Purpose

Using topic models, a text mining technique originally developed for the purposes of information retrieval, has become a common technique in the social sciences [@Blätte2018]. The original algorithm, 'latent dirichlet allocation' (LDA) remains to be the prevalent topic model. Yet while there is a set of quantitative instruments to evaluate a topic model, there are not yet tools readily available for the qualitative evaluation of a topic model. The topicanalysis package offers the building blocks to integrate quantitative and qualitative analysis, with a special concern for topic co-occurrences, and time series analysis.

Packages that may supplement the approaches offered here are stm and LDAvis.

Getting Started

Installation

At this stage, the package is only available at GitHub. A CRAN release is not yet planned and/or scheduled. The devtools-package offers a convenient function to install the package from GitHub.

devtools::install_github("PolMine/topicanalysis", build_opts = "--no-build-vignettes")

Loading the package

Loading the package should not throw issues or warnings.

library(topicanalysis)
library(cwbtools) 
library(polmineR) 

In the following examples, we will need some further packages.

library(magrittr)
library(xts, quietly = TRUE, warn.conflicts = FALSE, verbose = FALSE) # plotting with nice time-series
library(DT) # nice datatable output
library(RColorBrewer) # nice colors
library(igraph, quietly = TRUE, warn.conflicts = FALSE)
library(data.table)

Make Sample data Available

The package includes a sample LDA topicmodel for Germany's regional parliament in Berlin ("Berliner Abgeordnetenhaus") and the Saarland ("Landtag des Saarlands").

data(package = "topicanalysis")

Lazy loading of the data is delibarately not supported, to keep the time to install the package minimal. If we want to use the LDA topic models shipped with the package, we need to activate the data expressively.

data(BE_lda)
data(BE_labels)

To inspect/read the full text documents, we need the corpus of the 'Berliner Abgeordnetenhaus' ("BE"). It is too large to be included in the topicanalysis-package. It is available for download from the PolMine server using the corpus_install()-function of the cwbtools-package.

The use()-function of the polmineR-package activates corpora within the topicanalysis-package. If the BE corpus is not yet there, it is downloaded and put into the package.

use("topicanalysis")
if (!"BE" %in% corpus()$corpus){
  cwbtools::corpus_install(
    pkg = "topicanalysis",
    tarball = "http://polmine.sowi.uni-due.de/corpora/cwb/berlin/be.tar.gz"
  )
  use("topicanalysis") # to activate corpus 'BE'
}

Classes and Methods

Generic Methods

The package defines a cooccurrences()-method and read()-method, building on the original defintion in the polmineR package, and a as.zoo()-method, originally defined in the zoo-package.

The dotplot()-method

Inspecting the most likels terms for topics is a frequent first step to learn about the (potential) substantive meaning of topics.

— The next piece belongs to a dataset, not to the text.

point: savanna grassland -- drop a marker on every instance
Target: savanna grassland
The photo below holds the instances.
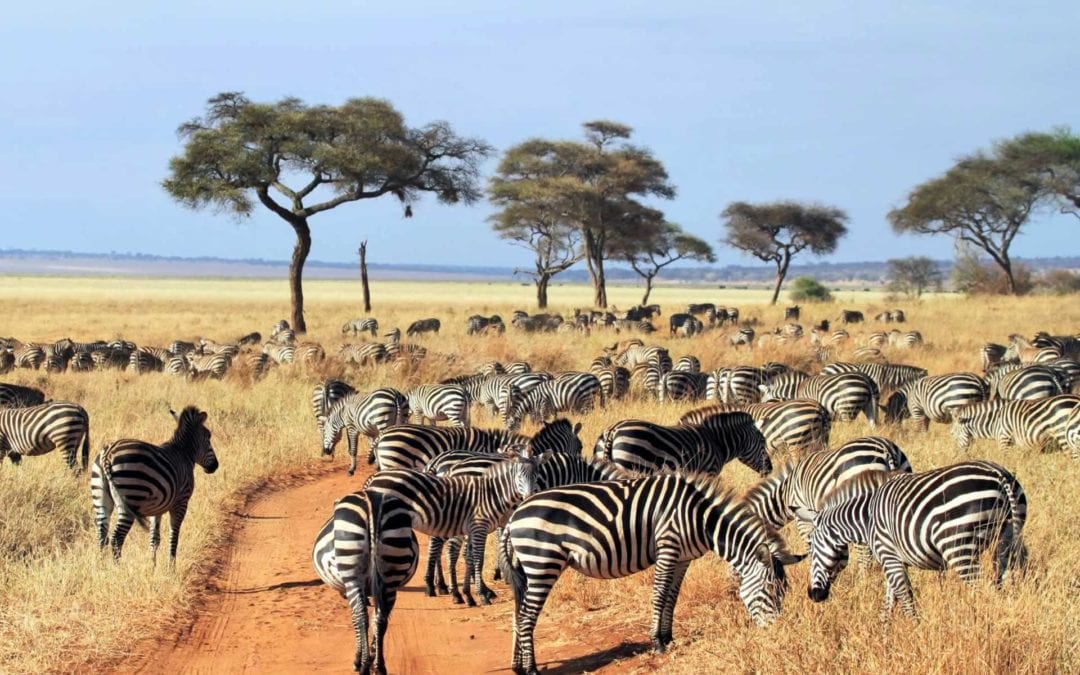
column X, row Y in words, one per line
column 64, row 605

asylum_topic_no <- grep("Asyl", BE_labels)
dotplot(BE_lda, topic = asylum_topic_no, n = 10L)

This function is very basic. See the LDAvis package for a nicer and more advanced tool to inspect the terms for topics.

Time Series Analysis: The as.zoo()-method

The as.zoo()-method will get the number of occurrences of a topic among the top k topics within a given period (month, quarter, year). The return value is a zoo object.

ts_zoo <- topicanalysis::as.zoo(
  BE_lda,
  select = grep("Flucht", BE_labels),
  aggregation = "quarter" # can also be year, month
)
is(ts_zoo)

The zoo-package offers a convenient plotting function for zoo-objects.

plot(ts_zoo)

An alternative is to use the plotting capabilities of the xts-package.

ts_xts_by_qtr <- xts::as.xts(ts_zoo)
plot(ts_xts_by_qtr)

The cooccurrences()-method

A noteworthy feature of the topicmodelling technique is that documents are considered are represented as mixtures of topics. Documents do not fall exclusively in one unique category. Accordingly, the topics co-occur in documents, and it is possible to obtain cooccurrences for topics (cp Gregor Wiedemann). In the topicanalysis-package, a cooccurrences()-method implements this idea.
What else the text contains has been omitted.